The teenager, who does not have a valid driving licence, were among 100 students checked by Kuala Lumpur traffic team during Ops Roda Sekolah in SMK Taman Setiawangsa here yesterday.
The teen’s mother, a homemaker in her 40s, said she usually sends her daughters to school but she couldn’t yesterday.
“I left the car keys at home because I thought their brother would send them but instead, they drove to school,” she said.
Another parent admitted his fault for letting his 15-year-old son ride a motorcycle to school.
“I know he does not have a licence but what can I do if he wants to ride to school?”
He said his son used to ride a bicycle to school and only started riding the motorcycle earlier this year.
“He did that because all his friends were also riding motorcycles, so he didn’t want to feel left out,” he said.
The father of two said the school should enforce strict rules and ban students from riding motorcycles to school.
“If not, the problem will continue as other students will also be influenced.”
A woman whose 16-year-old daughter received a summons for riding a motorcycle without a licence, said she had no choice but to allow her to ride.
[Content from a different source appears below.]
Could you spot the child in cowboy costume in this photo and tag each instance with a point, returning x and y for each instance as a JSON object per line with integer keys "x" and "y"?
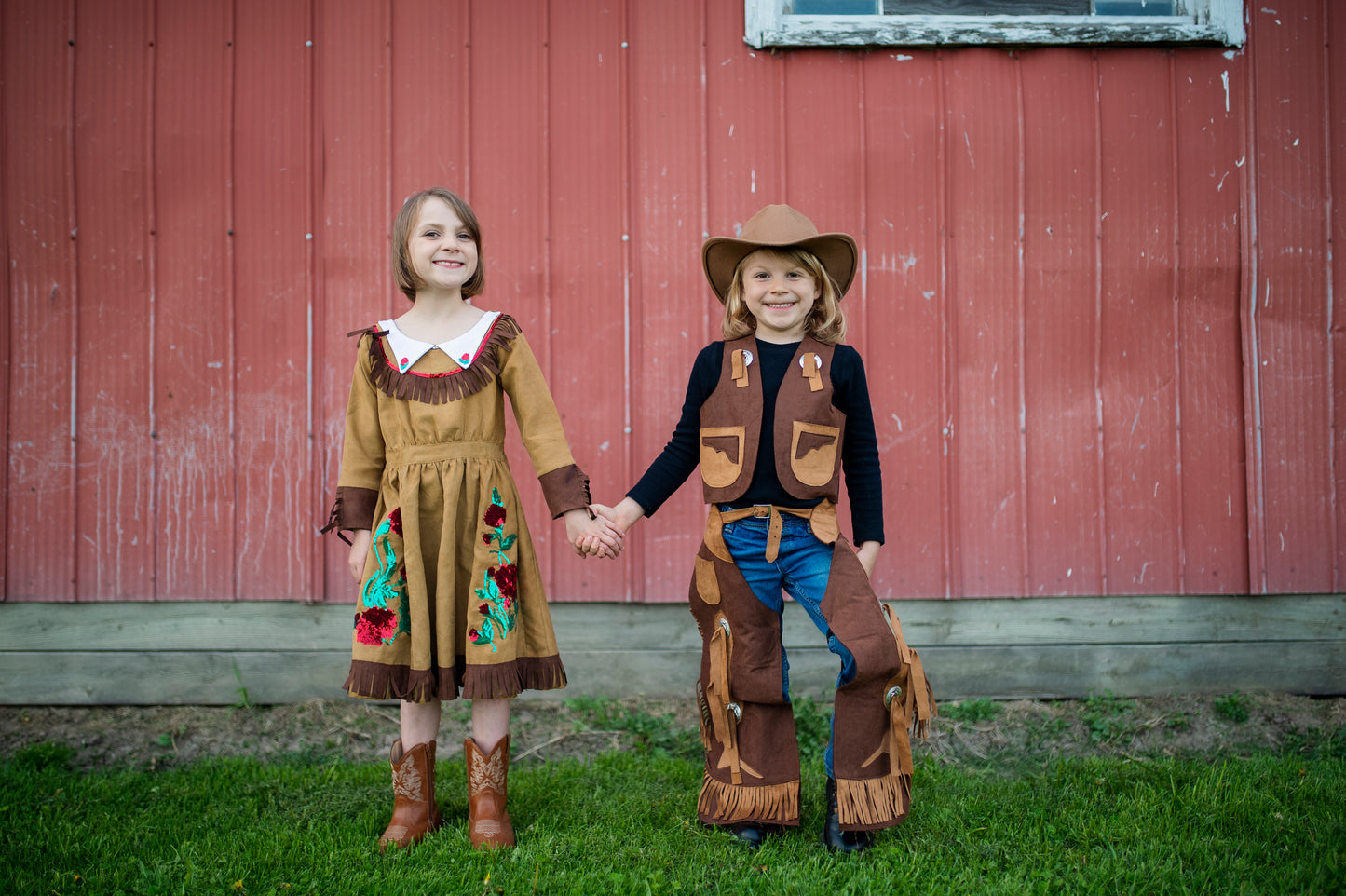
{"x": 773, "y": 416}
{"x": 451, "y": 598}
“Our housing area in AU3, Taman Keramat does not have school bus services and it is 6km away from the school, so I have no choice.”
She said she would not allow her daughter to ride to school again until she got a valid licence.
The operation, headed by deputy Kuala Lumpur traffic chief ASP Sahimi Husin, saw 67 summonses issued to teenagers for various offences.
“The offences include riding without a valid licence, no side mirrors, failure to display the ‘P’ sticker and not wearing safety helmets,” Sahimi said.
He said a car and 25 motorcycles were seized during the two-hour operation.
The almost daily operations in schools are being carried out nationwide following the Ops Roda campaign launched by federal traffic police on March 12.
Malay Mail’s ‘Stop Killing Your Children’ campaign, specifically highlighting children riding motorcycles without helmets, has been running for the past two months after federal traffic police said the highest number of road deaths involved motorcyclists.
Images of schoolchildren and their parents breaking traffic laws are published regularly to highlight their carefree attitude.